It is an important parameter (although it usually makes more sense to control
it indirectly). You can play on the example above to see how the boundary is
affected



# Multi-class classification
There are several ways to handle more than two classes. Some algorithms (like
decision trees, neural networks) naturally support multi-class classification.
When this is not the case, there are a couple of strategies to handle more than
two classes with binary classifiers (such as `one-versus-all` or
`one-versus-rest` approaches).

# Classification and regression
# Regression trees
Decision tree works also for regression. There are a few technical differences
in the tree growing process, but the algorithm is the same at a high level.
The leaf prediction in regression is given by taking the average output over
the instances reaching that leaf.

# Linear classifier
## Binary case
A binary linear classifier has the form
$\hat{y}(x) = \text{sign} \left( w^T x + b\right)$,
where $\text{sign}$ is a predicate indicating whether its input is positive
or not. This results in linear boundaries in the input space.

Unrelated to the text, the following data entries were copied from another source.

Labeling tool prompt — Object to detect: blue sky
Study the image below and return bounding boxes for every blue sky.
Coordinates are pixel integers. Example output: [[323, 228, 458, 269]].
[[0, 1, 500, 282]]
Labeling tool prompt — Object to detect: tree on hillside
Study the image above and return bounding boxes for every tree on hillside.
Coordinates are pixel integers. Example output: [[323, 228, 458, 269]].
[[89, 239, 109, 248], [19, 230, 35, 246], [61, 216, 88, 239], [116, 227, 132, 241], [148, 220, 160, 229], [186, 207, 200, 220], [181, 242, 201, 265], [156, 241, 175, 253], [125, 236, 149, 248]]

Traditional linear classifiers include
- [logistic regression](https://scikit-learn.org/stable/modules/generated/sklearn.linear_model.LogisticRegression.html);
- [Support Vector Classifier](https://scikit-learn.org/stable/modules/generated/sklearn.svm.SVC.html);

## Multi-class case
Multi-class classification is usually handled through having one hyper-plane
per class and comparing where an input falls with respect to each hyper-plane:
> $$\hat{y}(x) = \arg\max_{1 \leq k \leq K} w_k^T x + b_k$$